Nogales, Mexico, in the state of Sonora, is a modern factory and produce-shipping center, but it’s also a very popular tourist destination. It’s easy to get there: Just walk across the international border in downtown Nogales, Arizona, after parking at one of the many pay lots (about $4 per day) near the port of entry.
There’s a tourist area of about a square mile just south of the border, with restaurants, curio shops and, if you want, drugstores.
You can drive into Mexico, but the lines of cars driving north into the United States are long and slow. If you need a ride there are cabs everywhere and the drivers speak English; they, like everyone else who deals with tourists, take U.S. cash.
In recent years more and more merchants in Nogales’s tourist district are competing for fewer and fewer tourist dollars due to the economy, gas prices, and much publicized violence, making a slow, fun stroll along the narrow streets and souvenir-crowded shops an impossibility.
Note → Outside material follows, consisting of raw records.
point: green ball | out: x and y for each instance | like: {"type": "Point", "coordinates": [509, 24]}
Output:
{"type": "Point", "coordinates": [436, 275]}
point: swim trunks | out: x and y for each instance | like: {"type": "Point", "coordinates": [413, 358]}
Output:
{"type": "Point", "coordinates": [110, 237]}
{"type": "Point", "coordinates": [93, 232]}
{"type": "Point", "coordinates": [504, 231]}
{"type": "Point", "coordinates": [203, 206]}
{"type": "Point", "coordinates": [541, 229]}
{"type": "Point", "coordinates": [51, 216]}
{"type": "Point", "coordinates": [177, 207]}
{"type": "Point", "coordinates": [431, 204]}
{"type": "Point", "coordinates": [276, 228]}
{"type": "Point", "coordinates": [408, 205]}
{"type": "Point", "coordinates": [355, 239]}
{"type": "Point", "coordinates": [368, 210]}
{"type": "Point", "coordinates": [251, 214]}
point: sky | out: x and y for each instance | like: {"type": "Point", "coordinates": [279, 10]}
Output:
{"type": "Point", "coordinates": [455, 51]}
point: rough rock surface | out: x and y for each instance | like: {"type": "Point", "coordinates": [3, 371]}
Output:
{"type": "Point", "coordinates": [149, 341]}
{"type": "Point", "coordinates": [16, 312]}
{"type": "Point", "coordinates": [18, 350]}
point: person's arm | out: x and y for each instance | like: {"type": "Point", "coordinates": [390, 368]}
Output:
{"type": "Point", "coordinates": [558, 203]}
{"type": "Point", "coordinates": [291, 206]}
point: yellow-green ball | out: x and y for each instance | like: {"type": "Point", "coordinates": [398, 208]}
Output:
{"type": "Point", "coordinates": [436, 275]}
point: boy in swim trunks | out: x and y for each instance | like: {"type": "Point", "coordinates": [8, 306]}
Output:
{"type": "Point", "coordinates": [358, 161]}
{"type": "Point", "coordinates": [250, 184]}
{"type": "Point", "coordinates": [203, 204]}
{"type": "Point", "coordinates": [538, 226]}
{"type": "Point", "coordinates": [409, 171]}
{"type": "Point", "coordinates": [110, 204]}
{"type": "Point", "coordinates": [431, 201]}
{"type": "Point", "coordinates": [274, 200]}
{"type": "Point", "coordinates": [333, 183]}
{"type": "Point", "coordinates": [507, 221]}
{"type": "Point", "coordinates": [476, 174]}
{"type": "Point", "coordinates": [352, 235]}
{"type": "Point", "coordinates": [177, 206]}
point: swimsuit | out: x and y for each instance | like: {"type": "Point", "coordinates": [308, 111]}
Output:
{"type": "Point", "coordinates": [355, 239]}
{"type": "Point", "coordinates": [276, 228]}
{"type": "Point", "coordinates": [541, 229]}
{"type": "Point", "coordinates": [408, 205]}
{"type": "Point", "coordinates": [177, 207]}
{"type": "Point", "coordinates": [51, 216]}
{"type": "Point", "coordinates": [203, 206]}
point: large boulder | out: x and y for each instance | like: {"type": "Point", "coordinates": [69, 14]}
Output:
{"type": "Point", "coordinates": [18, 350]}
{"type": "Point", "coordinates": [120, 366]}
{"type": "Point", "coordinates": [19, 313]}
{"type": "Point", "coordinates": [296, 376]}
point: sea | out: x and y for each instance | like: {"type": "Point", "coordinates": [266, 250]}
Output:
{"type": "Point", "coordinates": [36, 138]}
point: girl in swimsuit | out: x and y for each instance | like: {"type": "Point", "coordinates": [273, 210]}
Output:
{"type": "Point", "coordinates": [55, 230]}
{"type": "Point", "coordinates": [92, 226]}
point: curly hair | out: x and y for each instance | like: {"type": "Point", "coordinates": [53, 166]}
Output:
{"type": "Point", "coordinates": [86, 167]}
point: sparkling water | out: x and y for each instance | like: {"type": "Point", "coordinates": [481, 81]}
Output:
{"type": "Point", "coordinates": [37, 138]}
Everybody puts on the hard sell these days, and the last time I was in Nogales to buy a bottle or two of Oaxacan mescal I was accosted at every step and begged repeatedly to have a look at this or that shop, all of which contain similar if not identical items.
There’s lots of leather and silver, Mexican handicrafts, Day of the Dead items, ceramics, Mexican vanilla, and cheap booze, but if you’re not willing to deal with the incessant barking of the sometimes desperate merchants, you may want to avoid shopping here.
But if you’ve never been to Mexico, this is an easy and generally safe way to do so. There are farmacias on every block, and dentist and doctor offices everywhere, and their services are offered for a fraction of the price of their American counterparts. Most of them have barkers standing outside, calling you to come in and spend your dollars.
The main north–south street is Obregon, two blocks west of the border-crossing station. Popular restaurants include La Roca, east of the railroad tracks in downtown; El Toro, a steak house about two miles south of the border on Lopez Mateos; and La Palapa, a no-frills seafood place about a mile and a half south on Lopez Mateos.
The Oasis has an outdoor balcony overlooking where two main thoroughfares, Lopez Mateos and Obregon, merge—reminiscent of Times Square, but much smaller. Sit there, enjoy shrimp in a warm cheese sauce, and 7watch the traffic. And yes, you can drink the water, but most restaurants will put a water bottle on your table to encourage you to buy it in a bottle.